Home >Technology peripherals >AI >Using GPU instances to demonstrate Alibaba Cloud Linux 3's support for the AI ​​ecosystem

Using GPU instances to demonstrate Alibaba Cloud Linux 3's support for the AI ​​ecosystem

WBOY
WBOYforward
2023-09-11 21:01:071099browse

Recently, Alibaba Cloud Linux 3 has provided some optimization and upgrades to make the AI ​​development experience more efficient. This article is a preview of the series of articles "Introduction to AI Capabilities of Alibaba Cloud Linux 3". It takes a GPU instance as an example to demonstrate Alibaba Cloud. Linux 3 supports the AI ​​ecosystem. Next, two series of articles will be published, mainly introducing the cloud market image based on Alinux to provide users with an out-of-box AI basic software environment, and introducing the differentiation of AI capabilities based on AMD. Stay tuned. For more information about Alibaba Cloud Linux 3, please visit the official website: https://www.aliyun.com/product/ecs/alinux

When developing artificial intelligence (AI) applications on Linux operating systems, developers may encounter some challenges, which include but are not limited to:

1. GPU Driver: In order to use an NVIDIA GPU for training or inference on a Linux system, the correct NVIDIA GPU driver needs to be installed and configured. Some additional work may be required as different operating systems and GPU models may require different drivers.

2. AI Framework Compilation: When programming with an AI framework on a Linux system, you need to install and configure the appropriate compiler and other dependencies. These frameworks often require compilation, so you need to ensure that the compiler and other dependencies are installed correctly, and that the compiler is configured correctly.

3. Software compatibility: The Linux operating system supports many different software and tools, but there may be compatibility issues between different versions and distributions. This may cause some programs to not run properly or be unavailable on some operating systems. Therefore, R&D personnel need to understand the software compatibility of their working environment and make necessary configurations and modifications.

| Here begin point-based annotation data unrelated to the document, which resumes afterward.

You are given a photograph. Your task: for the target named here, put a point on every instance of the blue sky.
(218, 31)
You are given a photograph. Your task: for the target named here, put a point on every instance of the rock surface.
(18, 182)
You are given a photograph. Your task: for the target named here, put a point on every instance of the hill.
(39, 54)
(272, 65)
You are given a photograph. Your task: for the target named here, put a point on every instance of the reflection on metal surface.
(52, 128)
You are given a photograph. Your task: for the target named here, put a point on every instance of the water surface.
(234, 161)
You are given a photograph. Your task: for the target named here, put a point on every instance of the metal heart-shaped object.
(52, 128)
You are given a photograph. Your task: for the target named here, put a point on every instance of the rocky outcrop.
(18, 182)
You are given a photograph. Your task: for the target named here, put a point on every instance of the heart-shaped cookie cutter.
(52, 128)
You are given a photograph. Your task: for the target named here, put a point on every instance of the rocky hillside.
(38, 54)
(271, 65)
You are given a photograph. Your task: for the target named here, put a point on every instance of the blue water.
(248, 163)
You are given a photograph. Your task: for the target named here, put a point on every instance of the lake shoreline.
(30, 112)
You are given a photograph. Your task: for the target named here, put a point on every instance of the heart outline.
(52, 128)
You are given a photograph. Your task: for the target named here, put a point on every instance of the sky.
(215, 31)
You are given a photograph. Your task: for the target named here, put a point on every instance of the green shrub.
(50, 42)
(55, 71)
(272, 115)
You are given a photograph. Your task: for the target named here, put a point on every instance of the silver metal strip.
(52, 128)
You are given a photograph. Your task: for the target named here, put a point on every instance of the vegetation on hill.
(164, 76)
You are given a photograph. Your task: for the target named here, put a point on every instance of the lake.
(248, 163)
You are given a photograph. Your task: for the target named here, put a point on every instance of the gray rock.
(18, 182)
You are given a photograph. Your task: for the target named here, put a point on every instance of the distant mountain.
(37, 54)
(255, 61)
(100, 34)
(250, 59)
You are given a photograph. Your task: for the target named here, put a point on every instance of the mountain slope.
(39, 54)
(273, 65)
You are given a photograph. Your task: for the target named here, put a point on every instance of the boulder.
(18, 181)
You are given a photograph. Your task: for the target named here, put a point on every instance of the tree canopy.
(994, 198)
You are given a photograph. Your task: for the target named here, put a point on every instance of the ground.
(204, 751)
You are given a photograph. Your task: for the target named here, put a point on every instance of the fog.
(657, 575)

4. Performance issues: The AI ​​software stack is an extremely complex system that usually requires professional optimization of different models of CPUs and GPUs to achieve its best performance. Performance optimization of software and hardware collaboration is a challenging task for AI software stacks, requiring a high level of technology and expertise.

Alibaba Cloud Linux 3 (hereinafter referred to as "Alinux 3"), Alibaba Cloud's third-generation cloud server operating system, is a commercial version of the operating system developed based on the Anolis OS, providing developers with Powerful AI development platform, by supporting the Dragon Lizard ecological repo (epao), Alinux 3 achieves full support for the mainstream nvidia GPU and CUDA ecosystem, making AI development more convenient and efficient. In addition, Alinux 3 also supports the optimization of AI by different CPU platforms such as mainstream AI frameworks TensorFlow/PyTorch and Intel/amd. It will also introduce native support for large model SDKs such as modelscope and huggingface, providing developers with rich resources and tool. These supports make Alinux 3 a complete AI development platform, solving the pain points of AI developers without having to fiddle with the environment, making the AI ​​development experience easier and more efficient.

Alinux 3 provides developers with a powerful AI development platform. In order to solve the above challenges that developers may encounter, Alinux 3 provides the following optimization upgrades:

1. Alinux 3 supports developers to install mainstream NVIDIA GPU drivers and CUDA acceleration libraries with one click by introducing the Dragon Lizard Ecological Software Repository (epao) , saving developers the need to match driver versions and manual installation time.

2. The epao warehouse also provides version support for the mainstream AI framework Tensorflow/PyTorch. At the same time, the dependency problem of the AI ​​framework will be automatically solved during the installation process. Developers do not need to perform additional compilation. Use the system Python environment for rapid development.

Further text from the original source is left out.